Tuesday, 1 June 2010

Teleology - Plato's Final Cause

Most people have never heard of the word teleology but is a very important idea. It is one of the oldest ideas and also one of the most controversial. It is intimately linked to the concept of Truth and its opposites are the more relativistic theories of knowledge. It is as fundamental to the way we think as religion or atheism. The problem is that many people (myself included) who believe they oppose it strongly actually often fall into the trap of supporting it.

The question of teleology rather than its contradiction of the bible account of creation is what made Darwin's Origin of the Species so controversial. Darwin introduced a two step process. In the first there was variability and in the second there was selection by reproductive success. The problem is this variability, as it does not have either cause or direction. In the Origin there is no need for progress and if there is no progress then there is no move toward some final perfection of the universe and so there is no ultimate cause, no reason for the universe to exist.

The modern synthesis of Darwinian Evolution as presented by Richard Dawkins in books like the Blind Watchmaker forgets this idea. While I am pretty sure that Prof. Dawkins would reject teleology completely from a philosophical viewpoint it does creep into his work. The problem is that it is very hard for us not to feel that we are superior to the rest of the world about us and so we instinctively talk of ourselves as a higher species that has evolved from more primitive species and this in turn implies progress. This rising to perfection is the argument for design. Now teleology can either be "designed" internally as a result of the behaviour of the system or externally as the result of a designer. So this is the fundamental difference between the teleology of Dawkins and that of religion.

Teleology applied more generally to science makes it very hard for us not to think that science will finally give us an absolute answer to everything and that this answer will be true. Plato wrote extensively in the Republic about this idea. Can there be a truth that we can discover? At first our ideas are mere shadows on the cave wall but can science discover the actual truth? Can we come out of the cave and see the world as it really is. Once we discover truth then there is no further for us to go. This would be the final aim of science - the ultimate cause of our investigations. Among educationalists teleology also creeps in where teachers think that there should be a convergence between pupil and teacher so that in the end the student will find the truth of the master's view.

Two modern proponents of teleology are John Barrow and Frank Tipler who wrote "The Anthropic Cosmological Principle". This uses lots of probability arguments to suggest that life is incredibly unlikely (in much the same way as the intelligent design argument) and so the world must have been created in the way it has just for us. I have paraphrased a very long and difficult book that I have not managed to complete in over 20 years. In effect they go back to the view of the world of Genesis where the Earth was the centre of the heavens but in this new world view humans are at the centre of the universe. The question of Why? has an answer.
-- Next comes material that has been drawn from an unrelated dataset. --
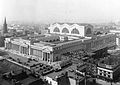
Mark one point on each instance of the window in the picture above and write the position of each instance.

For me this sort of teleology is an incredible arrogance but then I am also caught by the paradox that my rejection of teleology also becomes teleological. It is just something you should always be careful of when you make an argument. Am I falling into the trap of teleology? On the other hand what do wishy-washy relativisitic views of knowledge mean? So I bend towards relativism but I am sympathetic to some of the teleological thinkers, such as the logical positivists. Marxism for example is a teleological view of the evolution of society that implies that the rise of the proletariat against the Bourgeoisie is a final inevitable state of human society. So anti-Marxist philosophers have used anti-teleological arguments against logical positivism (see Karl Popper's The Poverty of Historicism).